In Zimbabwe, teachers are on average visited every two and a half years by a supervisor and four years in rural areas.

That echoes the views of the man who won the 2019 Global Teacher Prize. Peter Tabichi – a Franciscan friar and a teacher at a poorly-equipped school in rural Kenya, where he gives away 80% of his monthly income to help the community – said: “To be a great teacher you have to be creative and embrace technology. You really have to embrace those modern ways of teaching.”

Ju-Ho Lee, former South Korean education minister, is a member of the Education Commission and one of the authors of the report, which draws upon new research and analysis from over 300 partners in 105 countries.

He said: “Most education systems were designed during the Industrial Revolution to bring education to the masses.
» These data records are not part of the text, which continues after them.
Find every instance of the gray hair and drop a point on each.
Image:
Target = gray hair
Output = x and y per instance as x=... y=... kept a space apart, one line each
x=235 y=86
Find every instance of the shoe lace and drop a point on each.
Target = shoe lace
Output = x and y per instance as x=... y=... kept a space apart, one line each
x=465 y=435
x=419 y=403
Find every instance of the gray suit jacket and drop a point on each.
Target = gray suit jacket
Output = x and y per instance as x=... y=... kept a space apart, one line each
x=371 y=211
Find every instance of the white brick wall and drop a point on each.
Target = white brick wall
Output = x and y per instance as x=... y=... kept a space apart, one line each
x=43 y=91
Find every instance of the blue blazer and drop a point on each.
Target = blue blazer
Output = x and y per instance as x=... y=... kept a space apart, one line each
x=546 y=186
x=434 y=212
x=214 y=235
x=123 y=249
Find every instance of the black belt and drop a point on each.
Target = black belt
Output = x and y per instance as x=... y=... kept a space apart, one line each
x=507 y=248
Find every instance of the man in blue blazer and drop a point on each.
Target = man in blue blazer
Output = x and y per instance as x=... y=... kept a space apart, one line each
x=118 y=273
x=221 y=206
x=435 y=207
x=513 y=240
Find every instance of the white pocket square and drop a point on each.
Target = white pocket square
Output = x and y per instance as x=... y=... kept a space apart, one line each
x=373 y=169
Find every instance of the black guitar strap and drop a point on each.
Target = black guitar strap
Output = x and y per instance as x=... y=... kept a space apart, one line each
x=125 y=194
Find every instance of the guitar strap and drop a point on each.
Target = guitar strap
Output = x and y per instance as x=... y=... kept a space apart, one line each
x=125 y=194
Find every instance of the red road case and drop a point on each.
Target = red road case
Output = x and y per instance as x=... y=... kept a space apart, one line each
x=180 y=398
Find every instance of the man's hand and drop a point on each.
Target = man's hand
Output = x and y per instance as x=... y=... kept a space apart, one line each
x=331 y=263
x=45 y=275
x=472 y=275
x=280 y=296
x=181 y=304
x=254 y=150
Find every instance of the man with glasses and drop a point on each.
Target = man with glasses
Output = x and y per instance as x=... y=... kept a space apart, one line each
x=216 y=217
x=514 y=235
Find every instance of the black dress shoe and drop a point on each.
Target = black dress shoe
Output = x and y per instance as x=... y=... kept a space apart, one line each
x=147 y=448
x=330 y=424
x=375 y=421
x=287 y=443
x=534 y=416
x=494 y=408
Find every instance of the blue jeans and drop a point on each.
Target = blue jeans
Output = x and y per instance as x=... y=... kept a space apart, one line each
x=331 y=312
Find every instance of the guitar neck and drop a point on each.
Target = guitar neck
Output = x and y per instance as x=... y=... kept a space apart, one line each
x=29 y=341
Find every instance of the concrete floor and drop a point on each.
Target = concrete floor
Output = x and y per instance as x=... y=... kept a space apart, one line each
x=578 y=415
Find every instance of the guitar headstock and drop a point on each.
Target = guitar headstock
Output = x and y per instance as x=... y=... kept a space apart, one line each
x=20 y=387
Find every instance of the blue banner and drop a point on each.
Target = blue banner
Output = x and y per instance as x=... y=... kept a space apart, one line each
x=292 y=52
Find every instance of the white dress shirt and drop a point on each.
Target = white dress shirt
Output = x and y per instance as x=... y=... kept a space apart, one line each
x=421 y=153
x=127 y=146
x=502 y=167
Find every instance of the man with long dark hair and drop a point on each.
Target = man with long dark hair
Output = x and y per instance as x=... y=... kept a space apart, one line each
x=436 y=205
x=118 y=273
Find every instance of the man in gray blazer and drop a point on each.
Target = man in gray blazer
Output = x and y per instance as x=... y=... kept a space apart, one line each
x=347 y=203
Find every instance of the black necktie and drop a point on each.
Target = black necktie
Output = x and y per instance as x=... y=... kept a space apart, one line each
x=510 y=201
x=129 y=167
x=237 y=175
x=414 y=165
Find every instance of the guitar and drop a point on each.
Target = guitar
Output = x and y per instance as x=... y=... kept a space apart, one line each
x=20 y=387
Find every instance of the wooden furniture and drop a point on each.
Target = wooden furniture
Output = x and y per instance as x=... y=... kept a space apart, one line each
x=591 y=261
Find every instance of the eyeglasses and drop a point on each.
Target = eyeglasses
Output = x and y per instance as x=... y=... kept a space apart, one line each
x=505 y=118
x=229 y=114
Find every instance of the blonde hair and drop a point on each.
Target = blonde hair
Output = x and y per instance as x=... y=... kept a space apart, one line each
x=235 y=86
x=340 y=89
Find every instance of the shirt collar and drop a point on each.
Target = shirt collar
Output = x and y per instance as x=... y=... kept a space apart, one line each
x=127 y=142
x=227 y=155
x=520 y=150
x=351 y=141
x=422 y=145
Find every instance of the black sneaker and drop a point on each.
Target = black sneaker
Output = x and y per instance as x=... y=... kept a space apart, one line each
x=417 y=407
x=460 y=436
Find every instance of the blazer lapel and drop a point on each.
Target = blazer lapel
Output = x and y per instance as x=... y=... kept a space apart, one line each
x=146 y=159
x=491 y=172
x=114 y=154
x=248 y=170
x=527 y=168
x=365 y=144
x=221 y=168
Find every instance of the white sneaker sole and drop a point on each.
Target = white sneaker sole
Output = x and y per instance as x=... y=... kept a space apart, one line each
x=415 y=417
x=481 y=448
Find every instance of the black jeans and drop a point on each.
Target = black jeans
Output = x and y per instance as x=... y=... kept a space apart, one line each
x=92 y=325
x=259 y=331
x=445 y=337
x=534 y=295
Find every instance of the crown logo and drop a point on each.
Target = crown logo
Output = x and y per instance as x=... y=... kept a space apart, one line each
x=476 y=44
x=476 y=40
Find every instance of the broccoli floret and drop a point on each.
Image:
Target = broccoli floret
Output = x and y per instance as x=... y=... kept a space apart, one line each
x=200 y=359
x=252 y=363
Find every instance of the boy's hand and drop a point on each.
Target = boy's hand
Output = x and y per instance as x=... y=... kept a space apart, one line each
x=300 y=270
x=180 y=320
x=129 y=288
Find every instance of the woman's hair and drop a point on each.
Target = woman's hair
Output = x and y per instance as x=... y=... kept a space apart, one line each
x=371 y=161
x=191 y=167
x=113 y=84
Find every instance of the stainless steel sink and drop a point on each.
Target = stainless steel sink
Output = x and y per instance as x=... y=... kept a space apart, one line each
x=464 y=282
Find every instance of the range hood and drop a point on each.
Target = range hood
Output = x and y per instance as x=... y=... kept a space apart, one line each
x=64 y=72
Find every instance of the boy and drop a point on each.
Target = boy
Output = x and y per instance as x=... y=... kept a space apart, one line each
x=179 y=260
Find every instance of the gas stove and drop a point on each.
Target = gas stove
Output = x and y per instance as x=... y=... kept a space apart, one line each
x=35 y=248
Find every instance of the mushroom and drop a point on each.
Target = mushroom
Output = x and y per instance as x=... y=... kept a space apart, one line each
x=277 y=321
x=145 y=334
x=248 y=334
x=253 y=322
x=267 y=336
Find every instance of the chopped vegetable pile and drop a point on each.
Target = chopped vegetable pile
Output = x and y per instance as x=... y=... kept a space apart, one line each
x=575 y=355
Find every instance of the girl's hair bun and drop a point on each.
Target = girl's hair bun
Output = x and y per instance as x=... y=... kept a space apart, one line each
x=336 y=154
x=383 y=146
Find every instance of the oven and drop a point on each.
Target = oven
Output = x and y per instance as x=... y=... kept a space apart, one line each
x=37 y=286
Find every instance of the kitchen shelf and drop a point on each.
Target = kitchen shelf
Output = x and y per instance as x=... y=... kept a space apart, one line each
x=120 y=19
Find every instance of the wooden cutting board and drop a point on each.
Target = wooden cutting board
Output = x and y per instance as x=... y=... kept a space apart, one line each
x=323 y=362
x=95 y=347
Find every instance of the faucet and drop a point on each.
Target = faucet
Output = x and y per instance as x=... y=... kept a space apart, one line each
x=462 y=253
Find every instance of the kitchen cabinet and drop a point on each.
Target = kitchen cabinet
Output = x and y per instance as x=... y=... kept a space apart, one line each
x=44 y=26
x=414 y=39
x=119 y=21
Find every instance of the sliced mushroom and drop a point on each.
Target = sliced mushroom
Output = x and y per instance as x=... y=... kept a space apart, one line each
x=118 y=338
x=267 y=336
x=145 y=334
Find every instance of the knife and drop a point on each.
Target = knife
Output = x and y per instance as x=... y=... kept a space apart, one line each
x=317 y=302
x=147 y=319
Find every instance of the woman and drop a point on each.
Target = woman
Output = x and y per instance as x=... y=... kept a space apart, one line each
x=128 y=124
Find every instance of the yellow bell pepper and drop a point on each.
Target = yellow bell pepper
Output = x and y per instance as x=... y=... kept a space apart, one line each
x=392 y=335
Now, more than 150 years later, we need an education workforce and systems that can respond to the rapid changes in today’s world – demographic shifts, environmental changes, scientific advances and technological innovation.”

The Education Commission report – whose co-authors are Education International President Susan Hopgood and African Women’s Development Fund CEO Theo Sowa – calls for “three visions for change”.

Peter Tabichi With Gya Wanja Maina

Peter Tabichi, Global Teacher Prize winner for 2019, with one of Theirworld’s Global Youth Ambassador, Wanja Maina, at an event to raise funds for global education last week (Theirworld)

They are:

Strengthen existing systems. Professionalise teachers and other key roles with appropriate recruitment, training, professional development, career paths and working conditions to enable them to be effective.

Develop learning teams. Diagnose the challenges, understand existing roles and skills, and consider how best to utilise them in a team. Realigning roles, focus any new roles on the areas of greatest need and enable more teamwork.

Transform an education system into a learning system. Harness learning teams to build networks of schools, professionals and cross-sectoral partnerships that use data and evidence to produce learning systems that are self-improving and adaptable to change. 

When the report was released at last week’s United Nations General Assembly, Gordon Brown – the UN Special Envoy for Global Education – said: “We don’t just have a climate emergency, we have an education emergency. Unless we take drastic measures, half of the world’s children – 800 million – will not be on track to learn the skills needed to thrive in 2030. 

“To address this learning crisis, we urgently need to recruit 69 million teachers and provide them with the training and support they need.”